At the time, the government did a full-court press to get all the government members here. I happened to be in Europe with the Minister of International Trade and the minister for international financial institutions, who is now the Minister of International Trade, and the call came in to get on the Challenger jet to come back for that vote, which we did. I can remember that night so plainly, because we got into Ottawa about 3:30 or 4 o'clock in the afternoon and came into the Chamber for the vote. Our meetings in Europe had not concluded because they were world trade meetings and very important to Canada. The opposition were taking a role in them as well. We came in and voted and got back on the plane and went back to Europe. That is how determined the government was to win that vote.

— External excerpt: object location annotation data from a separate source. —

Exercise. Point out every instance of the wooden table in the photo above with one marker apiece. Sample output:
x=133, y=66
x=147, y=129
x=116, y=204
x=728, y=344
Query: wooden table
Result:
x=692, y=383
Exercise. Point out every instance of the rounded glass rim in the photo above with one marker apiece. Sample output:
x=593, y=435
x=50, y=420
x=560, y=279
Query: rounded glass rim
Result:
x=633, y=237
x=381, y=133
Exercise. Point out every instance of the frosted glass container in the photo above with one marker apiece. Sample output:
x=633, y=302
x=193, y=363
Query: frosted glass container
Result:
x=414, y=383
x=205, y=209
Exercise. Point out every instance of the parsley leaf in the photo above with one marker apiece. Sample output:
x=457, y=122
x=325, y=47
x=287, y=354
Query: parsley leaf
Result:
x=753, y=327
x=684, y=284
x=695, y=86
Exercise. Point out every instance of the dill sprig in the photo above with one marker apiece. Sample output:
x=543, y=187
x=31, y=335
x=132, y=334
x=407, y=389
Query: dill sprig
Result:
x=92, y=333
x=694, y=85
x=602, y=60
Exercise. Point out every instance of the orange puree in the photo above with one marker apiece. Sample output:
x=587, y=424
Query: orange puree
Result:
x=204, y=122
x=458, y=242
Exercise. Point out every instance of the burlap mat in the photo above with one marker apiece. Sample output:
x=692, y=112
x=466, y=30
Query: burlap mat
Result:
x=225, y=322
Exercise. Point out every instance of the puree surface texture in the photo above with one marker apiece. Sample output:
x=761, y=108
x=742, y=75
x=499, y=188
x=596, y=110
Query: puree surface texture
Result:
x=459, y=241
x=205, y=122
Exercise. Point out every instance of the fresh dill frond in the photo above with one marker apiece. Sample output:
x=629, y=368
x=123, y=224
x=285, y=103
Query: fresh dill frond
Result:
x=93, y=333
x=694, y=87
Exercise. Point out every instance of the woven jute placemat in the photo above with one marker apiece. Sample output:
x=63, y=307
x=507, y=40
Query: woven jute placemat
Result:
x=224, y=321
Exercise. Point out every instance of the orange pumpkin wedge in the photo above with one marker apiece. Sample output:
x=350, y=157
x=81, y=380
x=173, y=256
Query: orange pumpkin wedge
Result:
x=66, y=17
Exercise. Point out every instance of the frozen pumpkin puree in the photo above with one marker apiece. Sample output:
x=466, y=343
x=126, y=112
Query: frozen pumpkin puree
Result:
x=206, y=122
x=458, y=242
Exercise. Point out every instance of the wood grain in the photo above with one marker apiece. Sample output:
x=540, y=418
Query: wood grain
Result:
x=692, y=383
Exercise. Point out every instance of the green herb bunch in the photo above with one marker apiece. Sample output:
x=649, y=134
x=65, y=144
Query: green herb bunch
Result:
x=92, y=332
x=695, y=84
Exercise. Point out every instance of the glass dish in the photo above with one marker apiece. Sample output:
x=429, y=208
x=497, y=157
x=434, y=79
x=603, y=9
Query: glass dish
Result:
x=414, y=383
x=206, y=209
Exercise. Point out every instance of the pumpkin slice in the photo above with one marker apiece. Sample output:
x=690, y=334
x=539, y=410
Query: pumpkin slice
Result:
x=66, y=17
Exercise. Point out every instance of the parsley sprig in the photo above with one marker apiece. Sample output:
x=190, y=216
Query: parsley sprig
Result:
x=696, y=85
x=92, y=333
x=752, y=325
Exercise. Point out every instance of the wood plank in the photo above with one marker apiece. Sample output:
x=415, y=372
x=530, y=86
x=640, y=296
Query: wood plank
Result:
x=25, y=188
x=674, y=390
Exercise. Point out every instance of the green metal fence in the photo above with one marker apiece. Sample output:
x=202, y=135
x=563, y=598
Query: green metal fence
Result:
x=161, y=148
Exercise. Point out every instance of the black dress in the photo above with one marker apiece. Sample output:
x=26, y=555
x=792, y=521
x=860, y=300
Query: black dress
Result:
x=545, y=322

The now Minister of State for Public Health for the Government of Canada had one of the most difficult decisions of her life. She was one of those in the Liberal Party at the time, a backbencher at the time, who publicly wept because she was forced by the Prime Minister of Canada to vote against that package. That is not just a story that we are making up as we go along; it actually happened.
There are other members from over there as well. I am sure there are cabinet members. There are at least two cabinet members present tonight, one of whom was elected at the time. I am sure she had a lot of difficulty with that as well. It was a tough decision.
What we were saying was we knew the numbers. The hepatitis C people were dead on in terms of how many people were out there, how many people would have to be compensated, and how much it would cost the Government of Canada.
What we are saying is that the Government of Canada now has a surplus in the fund, not to mention the surplus that the Government of Canada enjoys today, which I will give them full credit for, of $9 billion. I see a few smiles coming across the aisle when I point that out, and rightfully so.
The fact of the matter is that the fund now has almost as much money in it as when it began, simply because there has been no payout from the fund in the numbers that the government suggested there would be. At the time and in this place, some government members were actually saying there could be 60,000 victims.
The number I guess that most of the experts fell down on was around 20,000 victims in the 1986 to 1990 group. We know now that there were only 5,000 victims in that category from 1986 to 1990 and there are around 6,000 victims in the pre-1986, post-1990 group.
There are more than enough funds available to do the job. We encourage the government to move on and forget about the mistakes of the past. On this side of the House, we are more than willing to let bygones be bygones. Let us just do the right thing. We on this side of the House want to do the right thing. We have been saying that now for the last number of years, so let us get on with the job and compensate all victims of hepatitis C.